Astroglial cells regulate the developmental timeline of human neurons differentiated from induced pluripotent stem cells.
Stem Cell Res
In this work, we show that human iPSC-derived neurons cultivated in the presence of astrocytes mature faster than neurons without. We performed several morphological and electrophsyoloigcal experiments to prove that the presence of astrocytes are essential for neurons to form connections (synapses) and communicate with each other. In conclusion, we demonstrated the positive effects of astrocytes and showed a new protocol to speed up neuronal maturation. This would likely be useful for follow up experiments on disease modeling and drug screening.

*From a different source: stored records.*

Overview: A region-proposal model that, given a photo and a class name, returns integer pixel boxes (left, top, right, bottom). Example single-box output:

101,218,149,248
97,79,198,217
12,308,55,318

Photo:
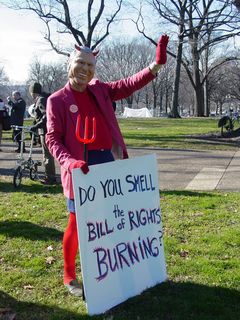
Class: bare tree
27,58,67,93
133,0,240,116
1,0,122,55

Neurons derived from human induced-pluripotent stem cells (hiPSCs) have been used to model a variety of neurological disorders. Different protocols have been used to differentiate hiPSCs into neurons, but their functional maturation process has varied greatly among different studies. Here, we demonstrate that laminin, a commonly used substrate for iPSC cultures, was inefficient to promote fully functional maturation of hiPSC-derived neurons. In contrast, astroglial substrate greatly accelerated neurodevelopmental processes of hiPSC-derived neurons. We have monitored the neural differentiation and maturation process for up to two months after plating hiPSC-derived neuroprogenitor cells (hNPCs) on laminin or astrocytes. We found that one week after plating hNPCs, there were 21-fold more newly differentiated neurons on astrocytes than on laminin. Two weeks after plating hNPCs, there were 12-fold more dendritic branches in neurons cultured on astrocytes than on laminin. Six weeks after plating hNPCs, the Na(+) and K(+) currents, as well as glutamate and GABA receptor currents, were 3-fold larger in neurons cultured on astrocytes than on laminin. And two months after plating hNPCs, the spontaneous synaptic events were 8-fold more in neurons cultured on astrocytes than on laminin. These results highlight a critical role of astrocytes in promoting neural differentiation and functional maturation of human neurons derived from hiPSCs. Moreover, our data presents a thorough developmental timeline of hiPSC-derived neurons in culture, providing important benchmarks for future studies on disease modeling and drug screening.